The assignment goes something like this: you need to design an 11x17" flyer for an art exhibition or rock show. You get a short bit of text, no sponsor logos or anything like that and no pictures. And you get the following restrictions: 1 typeface, black type on a white ground, no rule lines, no boxes and no type as decoration (meaning you can’t make a pattern and you can’t build an illustration out of letterforms). Nothing but pure functional typography. You have to limit yourself to 3 sizes of type and only 2 weights (i.e, regular and bold or regular and italic.). The actual design process unfolds like this: all your decisions should be guided by question “how do I make this easier to understand for the reader?”. Trying to make something interesting should take a back seat to trying to make something that is quickly comprehended. Every decision should follow questions like “How should this information be ordered?”; “What pieces should have a closer proximity to each other?”; “How do I de-emphasize essential but non-critical information?”.
I usually label the assignment sheet something like “Reader-centered Typography”.
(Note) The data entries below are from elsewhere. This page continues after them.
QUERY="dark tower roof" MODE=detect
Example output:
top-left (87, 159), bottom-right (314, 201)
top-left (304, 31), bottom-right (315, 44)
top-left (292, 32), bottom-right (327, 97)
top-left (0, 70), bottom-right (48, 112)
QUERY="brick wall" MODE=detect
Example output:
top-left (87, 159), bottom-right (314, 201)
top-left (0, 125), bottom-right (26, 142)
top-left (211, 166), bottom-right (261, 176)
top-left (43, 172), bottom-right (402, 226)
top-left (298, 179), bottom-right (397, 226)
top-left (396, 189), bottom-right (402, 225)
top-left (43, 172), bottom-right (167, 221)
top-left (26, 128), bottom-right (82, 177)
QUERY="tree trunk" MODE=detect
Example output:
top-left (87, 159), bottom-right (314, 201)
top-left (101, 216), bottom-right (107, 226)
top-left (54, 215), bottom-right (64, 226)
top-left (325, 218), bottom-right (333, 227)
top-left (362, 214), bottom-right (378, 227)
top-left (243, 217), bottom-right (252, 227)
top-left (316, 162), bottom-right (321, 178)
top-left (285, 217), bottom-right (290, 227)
The theory behind this is that by only thinking about the reader, about comprehension and scannability, the designer will naturally arrive at a solution that is inherently visual and aesthetic (if not always beautiful). In order to emphasize, clarify, and give order to information the designer has to make some elements bigger and others smaller, use white space to separate and frame information (not as a display of elegance), and they line up certain types of data while indenting others. What results is a composition with high levels of contrast and underlying order, i.e., something purposefully designed. When someone inevitably fails at this project I always hear the same reasoning, “I was just trying to do something interesting...”.
I’ve been working on this website off and on for a year now. I doubt I need to say much more but let’s add that I don’t know how to program and that’s not changing anytime soon. I’m now rebuilding the site on Squarespace 6. I love it but much of the nitpicky type stuff that you could do in-app in Squarespace 5 has been killed and now requires something called a “code injection” which does not sound fun. As I run into these walls, resistance rises up in the form of perfectionism. “Ok, I’ll go into InDesign and lay it all out again, then figure out what CSS stuff I need to hack in order to build it”, or “I’ll hire one of my developer friends to do all the code injections and overrides” but I don’t have the time or resources to go down either of these roads. Right now, I work freelance 4 days a week, teach 2 days a week, and work for the Soap Factory and write when I can. On a side note: my apologies to my family.
I’m always tempted to use the above-mentioned assignment to do my freelance work but I chicken out even though I know the results will be solid if occasionally unsurprising. But, this website needs to be up and running. I have thoughts that I want to share and things I want to sell.
The default settings in the theme we’re currently using on Squarespace are surprisingly similar to the restrictions in my assignment. Black on white; H1, H2, H3 and body text; link color; a couple of other options. I took a freezing cold walk today (A brisk 16° but it “feels like 1°” on February 15th) and realized I should take advantage of these limitations. So, what you are looking at is what I am capable of when restricting myself to the absolute bare bones of visual communication. The goal isn’t to be interesting, the goal is to be clear, easily comprehended, and to sustain your interest in the content. Though, as you know, if I’ve made this clear and easy to read then it should look interesting. We’ll find out in a couple of days.
In my “Reader-Centered Typography” assignment the designer eventually ends at a stopping point where further refinement is purely aesthetic. We then treat the composition as a scaffolding for meaning and begin to introduce secondary concepts and ways to communicate them through typeface selection, color, textures, and images. At the time of this writing on February 15th, the foundation has just barely been dug but I’m going to haul ass over the weekend to get the scaffolding in place.
If its February 17th or later and you’re reading this I must have done it. The scaffolding is in place and its time to focus on content. Later we’ll decide whether to deal with those pesky code injections and if the design needs more meaning.
Welcome to the new MVA Studio website.